Suppose for all positive integers $n$, $|x_n-y_n|< \frac{1}{n}$ Prove that $(x_n)$ is also Cauchy.

Question

Let $(x_n)$ be a sequence and $(y_n)$ be a Cauchy sequence. Suppose for all positive integers $n$, $$|x_n-y_n|< \frac{1}{n}$$ Prove that $(x_n)$ is also Cauchy.

My attempt: Suppose that $n \geq m$. Notice that $|x_n-x_m| \leq |x_n-y_n| + |y_n -y_m|+ |y_m-x_m|$

Since $(y_n)$ is a Cauchy sequence, for all $\epsilon >0$ , there exists $N \in \mathbb{N}$ such that for all $n \geq m \geq N$, $|y_n-y_m|< \epsilon$

Hence, we have $|x_n-x_m| \leq |x_n-y_n| + |y_n -y_m|+ |y_m-x_m| < \frac{1}{n} + \frac{1}{m}+ \epsilon =\frac{m+n}{nm}+ \epsilon < m+n+ \epsilon < \epsilon$ since $m,n \in \mathbb{N}$

Hence, $(x_n)$ is a Cauchy.

Is my proof valid?

EDIT: Choose $N$ such that $N=\frac{1}{\epsilon}$. Hence, for all $n \geq m \geq \frac{1}{\epsilon}$, we have $|x_n-x_m| < \frac{1}{n} + \frac{1}{m}+ \epsilon< 3 \epsilon$

Answer 1

Not quite, you have $n+m + \epsilon < \epsilon$, which cannot hold if $m,n \ge 0$.
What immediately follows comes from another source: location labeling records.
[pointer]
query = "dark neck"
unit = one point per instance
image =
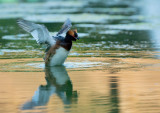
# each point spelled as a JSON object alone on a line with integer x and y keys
{"x": 68, "y": 39}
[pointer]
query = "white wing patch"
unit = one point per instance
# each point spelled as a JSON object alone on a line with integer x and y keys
{"x": 39, "y": 32}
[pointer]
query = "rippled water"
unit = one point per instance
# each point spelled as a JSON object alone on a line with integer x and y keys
{"x": 113, "y": 68}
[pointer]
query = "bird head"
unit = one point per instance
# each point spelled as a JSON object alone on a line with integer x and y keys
{"x": 72, "y": 34}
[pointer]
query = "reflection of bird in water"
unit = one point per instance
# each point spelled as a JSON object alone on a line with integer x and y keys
{"x": 58, "y": 82}
{"x": 58, "y": 46}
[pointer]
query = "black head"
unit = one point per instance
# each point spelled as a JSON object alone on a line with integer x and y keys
{"x": 72, "y": 35}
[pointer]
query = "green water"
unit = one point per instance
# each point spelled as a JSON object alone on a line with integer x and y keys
{"x": 115, "y": 37}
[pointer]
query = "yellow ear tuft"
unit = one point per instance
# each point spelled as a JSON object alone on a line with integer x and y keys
{"x": 71, "y": 32}
{"x": 75, "y": 30}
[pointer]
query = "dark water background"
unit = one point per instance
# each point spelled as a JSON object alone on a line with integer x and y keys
{"x": 113, "y": 68}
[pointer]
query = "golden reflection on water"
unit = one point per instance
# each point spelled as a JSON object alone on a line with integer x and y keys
{"x": 112, "y": 90}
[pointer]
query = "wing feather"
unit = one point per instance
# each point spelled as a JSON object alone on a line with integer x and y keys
{"x": 39, "y": 32}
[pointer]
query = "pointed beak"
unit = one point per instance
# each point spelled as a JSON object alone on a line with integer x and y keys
{"x": 77, "y": 38}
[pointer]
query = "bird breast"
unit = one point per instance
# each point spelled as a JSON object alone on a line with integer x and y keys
{"x": 59, "y": 57}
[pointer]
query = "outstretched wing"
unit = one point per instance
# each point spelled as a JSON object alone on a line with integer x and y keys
{"x": 66, "y": 26}
{"x": 39, "y": 32}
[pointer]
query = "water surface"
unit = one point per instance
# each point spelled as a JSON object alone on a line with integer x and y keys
{"x": 113, "y": 68}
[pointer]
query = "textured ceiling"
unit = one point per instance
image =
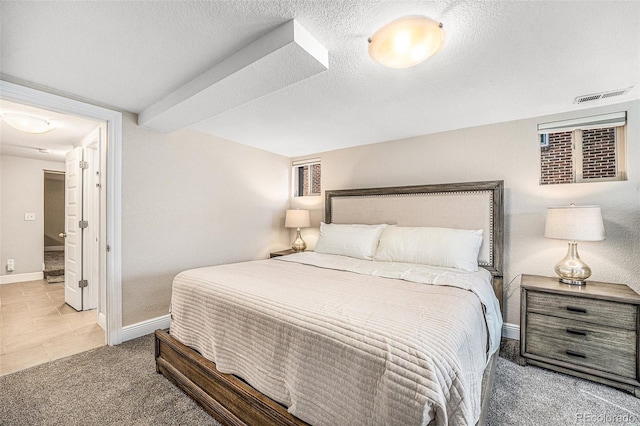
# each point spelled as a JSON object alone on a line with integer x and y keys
{"x": 69, "y": 132}
{"x": 501, "y": 61}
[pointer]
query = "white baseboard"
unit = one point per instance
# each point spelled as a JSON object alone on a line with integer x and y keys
{"x": 143, "y": 328}
{"x": 511, "y": 331}
{"x": 20, "y": 278}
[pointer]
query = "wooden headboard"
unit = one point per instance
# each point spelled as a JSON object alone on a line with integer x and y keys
{"x": 467, "y": 205}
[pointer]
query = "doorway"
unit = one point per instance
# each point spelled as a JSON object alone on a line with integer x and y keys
{"x": 53, "y": 236}
{"x": 110, "y": 250}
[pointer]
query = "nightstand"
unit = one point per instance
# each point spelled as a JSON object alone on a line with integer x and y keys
{"x": 588, "y": 331}
{"x": 281, "y": 253}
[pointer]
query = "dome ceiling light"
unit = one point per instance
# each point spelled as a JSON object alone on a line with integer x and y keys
{"x": 27, "y": 123}
{"x": 406, "y": 42}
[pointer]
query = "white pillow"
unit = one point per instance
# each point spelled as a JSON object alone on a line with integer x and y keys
{"x": 451, "y": 248}
{"x": 359, "y": 241}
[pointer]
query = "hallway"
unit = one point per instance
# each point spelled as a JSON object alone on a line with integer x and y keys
{"x": 36, "y": 326}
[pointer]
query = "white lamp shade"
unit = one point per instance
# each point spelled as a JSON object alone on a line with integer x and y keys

Choose $N$ large enough so that $\frac{1}{N} < \epsilon$. Then, if $m,n \ge N$, you have $|x_n-x_m| \leq |x_n-y_n| + |y_n -y_m|+ |y_m-x_m| < \frac{1}{n} + \frac{1}{m}+ \epsilon < 3 \epsilon$.

Answer 2

Hint. Apply the Archimedean Principle for $\frac{1}{n}$ and $\frac{1}{m}$.

Answer 3

As $(y_n)$ is cauchy so it converges(let $\lim_{n\to \infty}y_n=y$) and the above inequality implies that $(x_n)$ also converges (that also to $y$). Now as any convergent sequence is cauchy so $(x_n)$ must also be cauchy.